Köy Şölenleri

Bu günlerde köy şölenleri başladı. Şehrin stresinden bunalan, doğduğu ve büyüdüğü köyünün özlemiyle yanan, köylerin o sakin ve huzur veren ikliminden istifade etmek isteyen insanlar, bir dernek çatısı altında bir araya gelerek köy şöleni düzenlemekte ve yeni nesillerin geçmişiyle bağ kurmalarını sağlamaktadırlar. Birlik ve dirliğimiz için, gelenek ve göreneklerimizin yaşatılması için adeta ilaç gibidir köy şölenleri. Şehirlere göç eden Anadolu köylüleri şölen düzenlemek ve buralara katılmak için adeta yarış halindedir. Çünkü insanlar şehirlerin monoton  ve sıkıcı hayatından bunalmakta, fıtratları gereği geçmişine özlem duymaktadır.

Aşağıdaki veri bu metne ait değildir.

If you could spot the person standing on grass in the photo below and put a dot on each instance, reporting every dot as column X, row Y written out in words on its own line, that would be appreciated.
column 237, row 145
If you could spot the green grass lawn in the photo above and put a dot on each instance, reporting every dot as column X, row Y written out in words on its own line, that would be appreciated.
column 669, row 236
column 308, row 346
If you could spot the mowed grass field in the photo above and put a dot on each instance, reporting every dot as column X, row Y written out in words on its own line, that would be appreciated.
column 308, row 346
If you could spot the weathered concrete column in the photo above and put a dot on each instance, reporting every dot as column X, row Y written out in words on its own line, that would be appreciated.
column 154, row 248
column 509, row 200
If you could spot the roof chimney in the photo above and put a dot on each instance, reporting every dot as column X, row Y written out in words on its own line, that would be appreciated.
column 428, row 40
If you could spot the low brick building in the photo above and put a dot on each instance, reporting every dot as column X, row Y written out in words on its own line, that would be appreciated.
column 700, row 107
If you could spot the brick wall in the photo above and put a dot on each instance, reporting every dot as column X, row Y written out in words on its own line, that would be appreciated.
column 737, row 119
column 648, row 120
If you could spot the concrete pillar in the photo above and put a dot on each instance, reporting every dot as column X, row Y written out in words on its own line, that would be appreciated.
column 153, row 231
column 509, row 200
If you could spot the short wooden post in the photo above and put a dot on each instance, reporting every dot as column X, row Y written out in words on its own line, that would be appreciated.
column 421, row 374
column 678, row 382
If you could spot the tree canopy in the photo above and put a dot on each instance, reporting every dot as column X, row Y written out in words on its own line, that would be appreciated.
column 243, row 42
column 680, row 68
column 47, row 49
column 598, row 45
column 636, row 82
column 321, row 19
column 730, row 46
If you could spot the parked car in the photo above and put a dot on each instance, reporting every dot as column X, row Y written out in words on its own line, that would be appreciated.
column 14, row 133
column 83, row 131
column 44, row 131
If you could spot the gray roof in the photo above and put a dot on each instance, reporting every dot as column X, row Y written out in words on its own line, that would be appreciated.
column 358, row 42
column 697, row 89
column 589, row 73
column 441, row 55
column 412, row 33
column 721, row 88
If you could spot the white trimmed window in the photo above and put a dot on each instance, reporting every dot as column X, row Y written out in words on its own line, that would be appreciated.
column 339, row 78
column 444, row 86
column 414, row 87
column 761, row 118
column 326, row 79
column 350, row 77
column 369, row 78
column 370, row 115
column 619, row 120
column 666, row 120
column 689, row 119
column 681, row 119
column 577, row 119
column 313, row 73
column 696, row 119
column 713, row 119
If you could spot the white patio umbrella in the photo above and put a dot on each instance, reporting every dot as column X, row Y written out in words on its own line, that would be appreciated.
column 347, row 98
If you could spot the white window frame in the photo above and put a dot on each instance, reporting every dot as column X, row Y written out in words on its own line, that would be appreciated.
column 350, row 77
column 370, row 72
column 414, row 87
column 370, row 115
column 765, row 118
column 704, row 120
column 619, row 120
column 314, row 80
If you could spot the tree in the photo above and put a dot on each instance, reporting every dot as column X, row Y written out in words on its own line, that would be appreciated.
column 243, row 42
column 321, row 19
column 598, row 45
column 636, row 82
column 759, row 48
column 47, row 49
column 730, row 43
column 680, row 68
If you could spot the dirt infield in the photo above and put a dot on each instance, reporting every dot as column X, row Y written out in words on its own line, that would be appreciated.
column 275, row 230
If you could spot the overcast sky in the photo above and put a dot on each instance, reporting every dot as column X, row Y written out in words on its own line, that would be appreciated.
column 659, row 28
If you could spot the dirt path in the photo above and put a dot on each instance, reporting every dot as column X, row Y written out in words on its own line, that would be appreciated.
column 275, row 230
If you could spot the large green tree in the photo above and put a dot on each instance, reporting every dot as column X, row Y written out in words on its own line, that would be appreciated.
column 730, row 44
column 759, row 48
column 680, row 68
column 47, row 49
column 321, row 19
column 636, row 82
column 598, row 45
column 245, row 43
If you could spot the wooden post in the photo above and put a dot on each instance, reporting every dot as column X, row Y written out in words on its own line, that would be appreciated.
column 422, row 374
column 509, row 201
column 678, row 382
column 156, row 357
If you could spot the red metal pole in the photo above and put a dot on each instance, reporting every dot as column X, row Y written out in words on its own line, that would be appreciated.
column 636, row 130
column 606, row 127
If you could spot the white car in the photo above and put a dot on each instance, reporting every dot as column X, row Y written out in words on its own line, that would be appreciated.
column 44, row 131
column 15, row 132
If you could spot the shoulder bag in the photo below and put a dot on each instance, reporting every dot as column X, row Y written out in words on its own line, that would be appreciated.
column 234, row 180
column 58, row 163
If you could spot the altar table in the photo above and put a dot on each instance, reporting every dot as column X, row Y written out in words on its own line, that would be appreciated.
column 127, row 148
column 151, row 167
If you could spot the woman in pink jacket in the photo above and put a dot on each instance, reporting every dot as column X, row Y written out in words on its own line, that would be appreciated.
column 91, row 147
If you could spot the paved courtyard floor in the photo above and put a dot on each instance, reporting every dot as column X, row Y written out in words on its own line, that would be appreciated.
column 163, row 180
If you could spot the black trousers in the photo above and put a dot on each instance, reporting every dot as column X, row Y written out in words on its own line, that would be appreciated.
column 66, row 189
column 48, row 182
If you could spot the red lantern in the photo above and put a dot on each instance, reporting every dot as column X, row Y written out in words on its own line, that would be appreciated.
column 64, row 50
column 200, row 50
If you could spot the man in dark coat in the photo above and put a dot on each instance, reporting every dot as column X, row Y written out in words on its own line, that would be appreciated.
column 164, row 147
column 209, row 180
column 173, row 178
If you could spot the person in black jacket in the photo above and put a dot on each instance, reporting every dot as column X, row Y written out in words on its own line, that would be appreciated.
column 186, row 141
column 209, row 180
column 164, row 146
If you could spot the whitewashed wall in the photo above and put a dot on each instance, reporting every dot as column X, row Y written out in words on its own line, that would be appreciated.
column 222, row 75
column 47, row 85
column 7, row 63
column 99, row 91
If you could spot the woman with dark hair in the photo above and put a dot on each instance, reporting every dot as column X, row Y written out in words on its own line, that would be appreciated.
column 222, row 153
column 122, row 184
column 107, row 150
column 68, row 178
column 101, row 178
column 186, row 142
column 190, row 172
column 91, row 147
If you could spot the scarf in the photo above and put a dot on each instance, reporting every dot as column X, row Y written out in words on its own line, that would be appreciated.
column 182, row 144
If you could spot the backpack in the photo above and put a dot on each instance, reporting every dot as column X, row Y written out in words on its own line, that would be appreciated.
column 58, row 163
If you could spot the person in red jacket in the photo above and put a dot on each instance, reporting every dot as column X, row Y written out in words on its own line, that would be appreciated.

     Evet, İnsanlar geçmişini, geçmişte yaşadıklarını unutmak istemiyor, unutulmasına da gönül razı olmuyor. Bu millet binlerce yıldır ayakta ise, işte geçmişle ve gelecek arasında kurduğu bu güçlü bağlar yüzündendir. Bizim kültürümüzde sılayı rahim farzdır, vatan sevgisi imandan sayılmıştır. Doğduğumuz toprağın adı "anavatandır", o hep hatıralarımızda canlıdır. Mezar ziyaretleri vazgeçilmezimizdir. İşte köy şenlikleri bu kültürümüzün yaşaması içindir. Bu şenliklerde sofralar kurulmakta, eğlenceler düzenlenmekte, birlik ve kardeşlik konuşmaları yapılmakta,  birbirini bilmeyen ve görmeyen köylüler burada görüşmekte ve tanışmakta ve akrabalıklar hatırlanmaktadır. Bu amaçlarla köyümüz Armutlu'nun da he yıl şöleni yapılmakta, bizler de bu şölene elimiz kanda olsa katılmaktayız. Gazetemizin sahibi olan Ahmet Özer Bey'in de köyü olan Armutlu, bu yıl da 30 Haziran pazar günü bir şölen düzenledi, kır pikniği şeklinde düzenlenen şölende köylüler güzel bir orman manzarası içinde bir araya geldi ve hoşça bir gün geçirdiler. Her şölende olduğu gibi ben de köyüm üzerine yazdığım bir şiir okudum, bu şiiri siz okuyucularımla da paylaşmak istiyorum:

           DİLİ KÖYÜMÜN

 Kimler geldi-geçti, neler yaşandı,

 Olsa da söylese dili köyümün.

 Baba ocağımdır, ana vatandır,

 Her taşı hatıra dolu köyümün.

                               

                        Andıkça içime saplanır kama,

                        Baktıkça yanarım doğduğum dama,

                        Her köyde çiçekle gül biter ama,

                        Bana başka kokar gülü köyümün.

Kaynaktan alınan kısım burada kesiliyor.